In the software industry, most job titles are perfectly aligned to the work performed. A “Project Manager, manages projects. A “Software Developer”, develops software. A “Business Analyst”, analyzes business processes. A “Software Architect”, architects software. But does a “Quality Assurance Analyst” assure quality? Absolutely not! They test software and detect defects. They are testers! The entire software development team is responsible for assuring the quality of software – not just QA analysts.
QA vs. QC vs. Test
The discipline of software quality grew out of the principles of manufacturing quality in the 1960s and 1970s. Fundamentals of building ‘widgets’ as a product were applied to building software as a product. In the early 1980s, the Quality Assurance Institute (QAI) defined the body of knowledge for software quality, similar to the body of knowledge of project management (PMBOK) from the Project Management Institute (PMI) or other professions. In the software quality body of knowledge there is a clear distinction between quality assurance (QA) and quality control (QC). It states:
“Quality Assurance (QA) is the processes, tools and people focused on defining and implementing the processes to prevent defects”. Six Sigma black belts, Lean and Kanban experts, and Agile coaches are all examples of today’s QA professionals, as well as anyone else who is driving process improvement or transformation within organizations.
“Quality Control (QC) is the processes, tools, and people focused on detecting defects”. Testers perform the QC role as well as all team members involved in finding defects through reviews, inspections, checkpoints, demos, testing, etc. And of course, the current trend of ‘shift left’ to find defects early in the software lifecycle is better than finding defects a week before ‘go live’ or ship date.

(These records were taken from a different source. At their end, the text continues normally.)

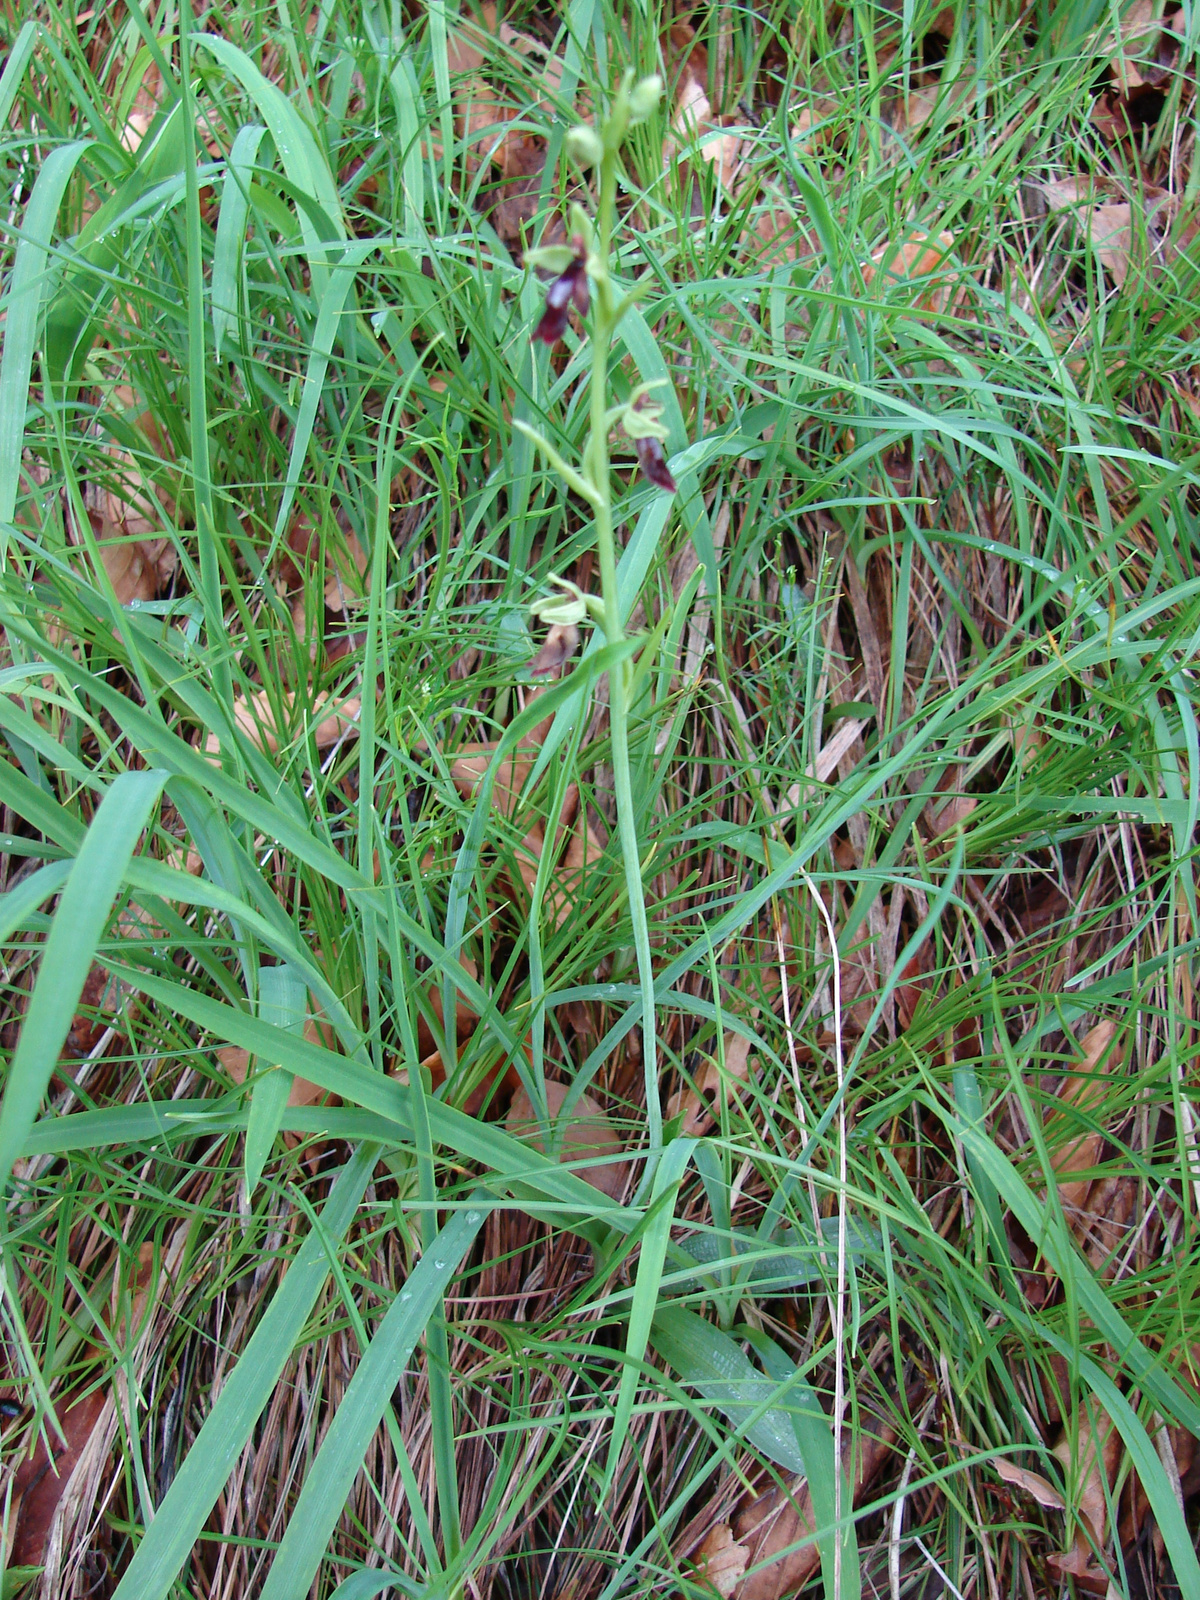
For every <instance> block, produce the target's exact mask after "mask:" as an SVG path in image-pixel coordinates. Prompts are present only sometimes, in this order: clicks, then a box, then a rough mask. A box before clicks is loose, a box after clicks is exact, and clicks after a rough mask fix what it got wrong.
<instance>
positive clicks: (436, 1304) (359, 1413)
mask: <svg viewBox="0 0 1200 1600" xmlns="http://www.w3.org/2000/svg"><path fill="white" fill-rule="evenodd" d="M491 1203H493V1202H491V1198H490V1197H488V1195H482V1194H475V1195H474V1197H472V1202H470V1206H469V1208H467V1210H464V1211H456V1213H454V1216H453V1218H451V1219H450V1222H446V1226H445V1227H443V1229H442V1232H440V1234H438V1235H437V1238H435V1240H434V1242H432V1245H430V1246H429V1250H426V1253H424V1256H422V1258H421V1262H419V1264H418V1267H416V1269H414V1270H413V1272H411V1274H410V1275H408V1280H406V1282H405V1286H403V1290H400V1293H398V1294H397V1298H395V1299H394V1301H392V1306H390V1309H389V1312H387V1315H386V1317H384V1320H382V1323H381V1325H379V1331H378V1333H376V1336H374V1338H373V1339H371V1342H370V1346H368V1349H366V1352H365V1355H363V1358H362V1360H360V1363H358V1370H357V1371H355V1374H354V1378H352V1379H350V1386H349V1389H347V1390H346V1394H344V1397H342V1402H341V1405H339V1406H338V1411H336V1413H334V1418H333V1421H331V1424H330V1430H328V1434H326V1435H325V1443H323V1445H322V1450H320V1454H318V1456H317V1459H315V1462H314V1464H312V1467H310V1469H309V1475H307V1478H306V1480H304V1488H302V1490H301V1496H299V1501H298V1502H296V1509H294V1512H293V1514H291V1522H290V1523H288V1531H286V1533H285V1534H283V1544H282V1546H280V1549H278V1555H277V1557H275V1562H274V1565H272V1568H270V1576H269V1578H267V1582H266V1584H264V1587H262V1600H291V1597H293V1595H302V1594H307V1592H309V1587H310V1584H312V1579H314V1576H315V1574H317V1568H318V1566H320V1562H322V1557H323V1555H325V1549H326V1546H328V1542H330V1536H331V1534H333V1530H334V1526H336V1525H338V1518H339V1517H341V1514H342V1507H344V1506H346V1499H347V1496H349V1493H350V1486H352V1485H354V1480H355V1475H357V1474H358V1470H360V1467H362V1464H363V1456H365V1453H366V1448H368V1445H370V1442H371V1435H373V1434H374V1430H376V1427H378V1426H379V1421H381V1418H382V1414H384V1410H386V1408H387V1405H389V1402H390V1397H392V1390H394V1389H395V1386H397V1384H398V1382H400V1378H402V1376H403V1371H405V1366H406V1365H408V1358H410V1357H411V1354H413V1349H414V1347H416V1341H418V1339H419V1338H421V1331H422V1328H424V1326H426V1323H427V1322H429V1318H430V1317H432V1315H435V1312H437V1310H438V1307H440V1304H442V1291H443V1290H445V1286H446V1283H448V1282H450V1280H451V1277H453V1275H454V1272H456V1270H458V1267H459V1262H461V1261H462V1256H464V1254H466V1253H467V1250H469V1248H470V1243H472V1240H474V1238H475V1234H478V1230H480V1227H482V1226H483V1219H485V1216H486V1214H488V1210H490V1208H491Z"/></svg>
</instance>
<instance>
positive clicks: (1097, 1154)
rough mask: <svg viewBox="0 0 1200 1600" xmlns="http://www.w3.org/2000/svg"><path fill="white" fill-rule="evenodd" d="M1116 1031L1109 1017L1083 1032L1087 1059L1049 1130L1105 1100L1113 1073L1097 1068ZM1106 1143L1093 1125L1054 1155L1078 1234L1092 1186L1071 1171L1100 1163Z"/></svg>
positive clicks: (1061, 1090) (1066, 1092)
mask: <svg viewBox="0 0 1200 1600" xmlns="http://www.w3.org/2000/svg"><path fill="white" fill-rule="evenodd" d="M1115 1034H1117V1024H1115V1022H1112V1021H1109V1019H1106V1021H1102V1022H1098V1024H1096V1026H1094V1027H1093V1029H1090V1030H1088V1032H1086V1034H1085V1035H1083V1040H1082V1043H1080V1050H1082V1054H1083V1059H1082V1062H1080V1064H1078V1070H1077V1072H1074V1074H1072V1075H1070V1077H1067V1078H1064V1080H1062V1083H1061V1086H1059V1091H1058V1102H1059V1109H1058V1110H1054V1112H1053V1115H1051V1117H1050V1118H1048V1122H1046V1133H1053V1130H1054V1125H1056V1123H1058V1122H1059V1118H1064V1114H1066V1112H1067V1110H1070V1109H1074V1110H1078V1112H1088V1110H1090V1109H1091V1107H1093V1106H1094V1104H1096V1102H1098V1101H1102V1098H1104V1093H1106V1086H1107V1083H1109V1074H1098V1070H1096V1069H1098V1066H1099V1062H1101V1061H1102V1058H1104V1056H1106V1054H1107V1051H1109V1046H1110V1045H1112V1040H1114V1037H1115ZM1117 1064H1118V1062H1117V1058H1114V1061H1112V1064H1110V1066H1112V1069H1114V1070H1115V1067H1117ZM1102 1146H1104V1133H1102V1131H1101V1130H1096V1128H1090V1130H1088V1131H1086V1133H1080V1134H1077V1136H1075V1138H1074V1139H1067V1141H1066V1142H1064V1144H1061V1146H1059V1147H1058V1149H1056V1150H1054V1152H1053V1154H1051V1162H1053V1166H1054V1174H1056V1178H1058V1194H1059V1200H1061V1203H1062V1210H1064V1211H1066V1214H1067V1221H1069V1222H1070V1226H1072V1230H1074V1232H1075V1234H1077V1235H1078V1234H1080V1221H1078V1218H1080V1213H1082V1211H1083V1208H1085V1202H1086V1195H1088V1190H1090V1189H1091V1179H1090V1178H1072V1176H1070V1174H1072V1173H1085V1171H1091V1170H1093V1168H1094V1166H1096V1163H1098V1162H1099V1154H1101V1149H1102ZM1082 1232H1083V1234H1086V1222H1085V1224H1083V1227H1082Z"/></svg>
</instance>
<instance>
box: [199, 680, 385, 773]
mask: <svg viewBox="0 0 1200 1600" xmlns="http://www.w3.org/2000/svg"><path fill="white" fill-rule="evenodd" d="M280 701H282V710H283V714H285V715H286V714H288V710H290V709H291V706H293V704H294V701H296V693H294V690H285V691H283V694H280ZM330 706H336V710H328V707H330ZM362 709H363V702H362V696H360V694H349V696H346V698H344V699H341V701H339V699H338V696H336V694H334V693H333V691H331V690H325V691H322V693H320V694H317V698H315V699H314V702H312V712H310V717H315V718H318V720H317V722H315V723H314V726H312V738H314V742H315V746H317V749H318V750H325V749H328V747H330V746H331V744H336V742H338V739H341V738H342V734H346V733H350V731H354V730H357V726H358V717H360V714H362ZM234 722H235V723H237V726H238V728H240V730H242V733H245V734H246V738H248V739H251V741H253V742H254V744H256V746H258V747H259V749H261V750H264V752H266V754H267V755H274V754H275V752H277V750H278V747H280V738H278V730H277V726H275V717H274V707H272V699H270V696H269V694H267V691H266V690H256V691H253V693H251V694H235V696H234ZM203 749H205V755H210V757H211V755H214V757H219V755H221V734H219V733H210V734H208V736H206V738H205V746H203Z"/></svg>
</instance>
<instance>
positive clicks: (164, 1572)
mask: <svg viewBox="0 0 1200 1600" xmlns="http://www.w3.org/2000/svg"><path fill="white" fill-rule="evenodd" d="M378 1155H379V1147H378V1146H374V1144H366V1146H362V1147H360V1149H358V1150H357V1152H355V1154H354V1155H352V1157H350V1160H349V1162H347V1163H346V1166H344V1168H342V1170H341V1173H339V1176H338V1182H336V1184H334V1187H333V1192H331V1194H330V1198H328V1200H326V1202H325V1210H323V1211H322V1214H320V1227H318V1229H314V1230H312V1232H310V1234H309V1237H307V1238H306V1240H304V1243H302V1245H301V1248H299V1251H298V1253H296V1258H294V1259H293V1262H291V1264H290V1267H288V1270H286V1274H285V1277H283V1283H282V1285H280V1286H278V1290H277V1291H275V1298H274V1299H272V1302H270V1306H269V1307H267V1312H266V1315H264V1317H262V1322H261V1323H259V1325H258V1328H256V1330H254V1334H253V1338H251V1339H250V1344H248V1346H246V1347H245V1350H243V1352H242V1355H240V1358H238V1360H237V1363H235V1365H234V1371H232V1373H230V1374H229V1376H227V1378H226V1382H224V1387H222V1389H221V1394H219V1395H218V1400H216V1405H214V1406H213V1410H211V1411H210V1413H208V1416H206V1418H205V1424H203V1427H202V1429H200V1434H198V1435H197V1440H195V1443H194V1445H192V1448H190V1450H189V1451H187V1456H186V1458H184V1462H182V1466H181V1467H179V1474H178V1475H176V1478H174V1483H171V1488H170V1490H168V1491H166V1499H165V1501H163V1502H162V1506H160V1507H158V1515H157V1517H155V1518H154V1522H152V1525H150V1526H149V1528H147V1530H146V1536H144V1538H142V1542H141V1544H139V1546H138V1550H136V1554H134V1557H133V1560H131V1562H130V1566H128V1570H126V1573H125V1576H123V1578H122V1581H120V1584H118V1587H117V1595H115V1600H165V1595H168V1594H170V1590H171V1586H173V1584H174V1581H176V1576H178V1573H179V1570H181V1568H182V1565H184V1562H186V1560H187V1557H189V1554H190V1550H192V1546H194V1544H195V1541H197V1539H198V1538H200V1530H202V1528H203V1525H205V1522H206V1520H208V1514H210V1512H211V1509H213V1506H214V1504H216V1498H218V1494H219V1493H221V1490H222V1488H224V1483H226V1478H227V1477H229V1474H230V1472H232V1470H234V1464H235V1462H237V1458H238V1456H240V1454H242V1450H243V1448H245V1443H246V1440H248V1438H250V1435H251V1432H253V1430H254V1424H256V1422H258V1419H259V1416H261V1414H262V1410H264V1406H266V1405H267V1402H269V1400H270V1395H272V1390H274V1387H275V1384H277V1382H278V1378H280V1373H282V1371H283V1366H285V1363H286V1360H288V1355H290V1354H291V1350H293V1347H294V1344H296V1339H298V1338H299V1336H301V1331H302V1330H304V1323H306V1322H307V1320H309V1315H310V1312H312V1307H314V1306H315V1304H317V1296H318V1294H320V1291H322V1286H323V1285H325V1280H326V1277H328V1275H330V1250H331V1248H333V1246H336V1245H338V1242H339V1240H341V1238H342V1235H344V1234H346V1230H347V1227H349V1226H350V1222H352V1221H354V1214H355V1211H357V1210H358V1202H360V1200H362V1197H363V1194H365V1190H366V1184H368V1182H370V1178H371V1173H373V1170H374V1163H376V1160H378Z"/></svg>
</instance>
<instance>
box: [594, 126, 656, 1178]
mask: <svg viewBox="0 0 1200 1600" xmlns="http://www.w3.org/2000/svg"><path fill="white" fill-rule="evenodd" d="M616 171H618V155H616V149H614V147H608V144H606V147H605V157H603V162H602V163H600V206H598V211H597V242H595V245H597V248H595V254H597V258H598V261H600V262H602V270H600V274H597V283H595V290H597V294H595V310H594V315H592V392H590V432H589V438H587V450H586V453H584V467H586V475H587V478H589V480H590V483H592V488H594V490H595V501H594V506H595V544H597V555H598V558H600V598H602V602H603V614H605V637H606V638H608V643H610V645H616V643H621V640H622V638H624V637H626V630H624V626H622V622H621V605H619V600H618V590H616V536H614V533H613V472H611V466H610V459H608V357H610V347H611V341H613V328H614V326H616V296H614V294H613V280H611V278H610V275H608V262H610V259H611V254H610V251H611V242H613V219H614V213H616ZM630 674H632V667H630V662H629V661H621V662H618V664H616V666H614V667H613V669H611V670H610V674H608V722H610V730H611V734H613V787H614V790H616V824H618V837H619V840H621V854H622V858H624V864H626V891H627V896H629V918H630V922H632V926H634V950H635V955H637V971H638V984H640V987H642V1067H643V1072H645V1085H646V1134H648V1138H650V1149H651V1152H654V1150H659V1149H661V1147H662V1107H661V1104H659V1086H658V1048H656V1026H654V965H653V957H651V950H650V923H648V920H646V901H645V893H643V885H642V854H640V850H638V837H637V813H635V808H634V784H632V778H630V770H629V680H630ZM651 1173H653V1155H651V1165H650V1166H648V1168H646V1173H645V1178H643V1182H645V1181H646V1179H650V1178H651Z"/></svg>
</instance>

So why are testers and testing organizations often called QA? Some companies call their testing organizations – “QC”, thus recognizing their defect detection role. I am not sure why and how testing became QA in the 1990s. But I am an advocate of calling people who test software – testers and put the responsibility for assuring quality into the hands of the entire project team. Oftentimes, when a defect slips into production, the question is asked, “Why didn’t QA catch it?”. A production defect is not a testing issue. The entire project team (responsible for assuring quality) must address why the processes to build the software and the processes to check the software failed.

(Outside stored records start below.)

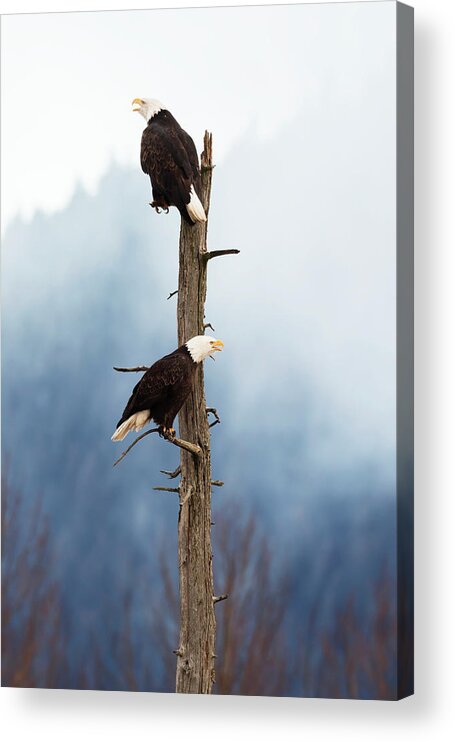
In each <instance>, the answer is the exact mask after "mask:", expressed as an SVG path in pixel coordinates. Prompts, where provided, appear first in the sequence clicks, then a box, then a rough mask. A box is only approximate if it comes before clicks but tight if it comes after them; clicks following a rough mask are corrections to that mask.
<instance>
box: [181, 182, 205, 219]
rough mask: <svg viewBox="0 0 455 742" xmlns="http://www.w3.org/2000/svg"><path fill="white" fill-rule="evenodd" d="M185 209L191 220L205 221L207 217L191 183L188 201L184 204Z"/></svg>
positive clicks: (202, 206)
mask: <svg viewBox="0 0 455 742" xmlns="http://www.w3.org/2000/svg"><path fill="white" fill-rule="evenodd" d="M186 210H187V212H188V214H189V215H190V217H191V219H192V220H193V222H206V221H207V217H206V215H205V211H204V207H203V206H202V204H201V201H200V199H199V196H198V195H197V193H196V191H195V190H194V186H193V185H192V186H191V188H190V202H189V204H187V205H186Z"/></svg>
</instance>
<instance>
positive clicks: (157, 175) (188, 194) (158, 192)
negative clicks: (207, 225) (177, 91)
mask: <svg viewBox="0 0 455 742" xmlns="http://www.w3.org/2000/svg"><path fill="white" fill-rule="evenodd" d="M141 166H142V170H143V171H144V173H146V174H147V175H149V176H150V181H151V184H152V193H153V203H152V206H153V207H154V208H162V209H169V207H170V206H176V207H177V209H178V210H179V211H180V214H181V216H182V219H184V220H185V221H186V222H188V223H189V224H193V223H194V222H193V220H192V219H191V217H190V215H189V214H188V210H187V206H188V204H189V203H190V199H191V188H192V187H193V189H194V191H195V192H196V194H197V196H198V198H199V199H200V196H201V175H200V172H199V162H198V156H197V152H196V147H195V145H194V142H193V140H192V139H191V137H190V135H189V134H187V132H186V131H184V129H182V127H181V126H180V124H179V123H178V122H177V121H176V120H175V118H174V117H173V115H172V114H171V113H170V112H169V111H167V110H161V111H158V113H156V114H155V115H154V116H152V118H151V119H150V120H149V122H148V124H147V127H146V128H145V129H144V132H143V134H142V141H141Z"/></svg>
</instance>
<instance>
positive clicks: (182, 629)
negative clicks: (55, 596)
mask: <svg viewBox="0 0 455 742" xmlns="http://www.w3.org/2000/svg"><path fill="white" fill-rule="evenodd" d="M201 171H202V199H201V200H202V204H203V206H204V209H205V213H206V214H207V216H208V212H209V205H210V190H211V183H212V137H211V135H210V134H209V133H208V132H206V133H205V137H204V151H203V153H202V155H201ZM179 250H180V253H179V283H178V303H177V325H178V342H179V345H182V344H183V343H185V342H186V341H187V340H189V338H191V337H193V336H194V335H203V334H204V306H205V297H206V293H207V263H208V253H207V222H206V223H205V224H195V225H194V226H190V225H188V224H186V223H185V222H183V220H182V225H181V229H180V248H179ZM179 435H180V437H181V438H184V439H185V440H187V441H191V442H193V443H196V444H198V445H199V446H200V448H201V449H202V453H201V455H200V456H195V455H193V454H191V453H188V452H187V451H184V450H181V452H180V467H181V482H180V488H179V494H180V512H179V522H178V565H179V586H180V643H179V648H178V650H177V651H176V654H177V674H176V692H177V693H211V691H212V683H213V681H214V660H215V628H216V624H215V611H214V599H213V595H214V592H213V572H212V544H211V533H210V530H211V496H212V484H211V480H212V476H211V466H210V430H209V424H208V419H207V410H206V401H205V393H204V370H203V364H202V363H201V364H200V365H199V367H198V369H197V371H196V380H195V384H194V388H193V392H192V394H191V396H190V397H189V399H188V400H187V402H186V403H185V405H184V406H183V408H182V410H181V411H180V414H179Z"/></svg>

Shift Testing Left for Quality Assurance
Today true QA (prevention of defects) is embedded in the ‘shift left’ principles for software testing. Agile practices enable testing to shift left within the SDLC by bringing the tester to the table with the product owner, developer and business analyst in discussions of user stories and acceptance criteria at the initial kickoff of product development. The tester can identify what-if scenarios, exceptions, gaps in user stories, and acceptance criteria that are not testable, thus preventing defects that would have been discovered late in a traditional Waterfall project. Tester and developer collaboration shifts testing earlier through unit tests for increased code coverage, integrating unit tests for functional tests, and then incorporating functional tests into end-to-end business flow tests and regression tests. Detection of defects during sprints provides near real-time feedback to developers on the software’s quality so corrections can be made not only to the code but also to the development processes to prevent additional defects.
QA and testing should not be interchangeable words. The new definition of QA should revert back to the original definition of QA in the 1980s. QA transforms or continuously improves the processes and methods that are used for software delivery. QA’s focus is on preventing defects and thus assuring the quality of the software product. QA is every project team member’s responsibility; it’s not a role within the project team.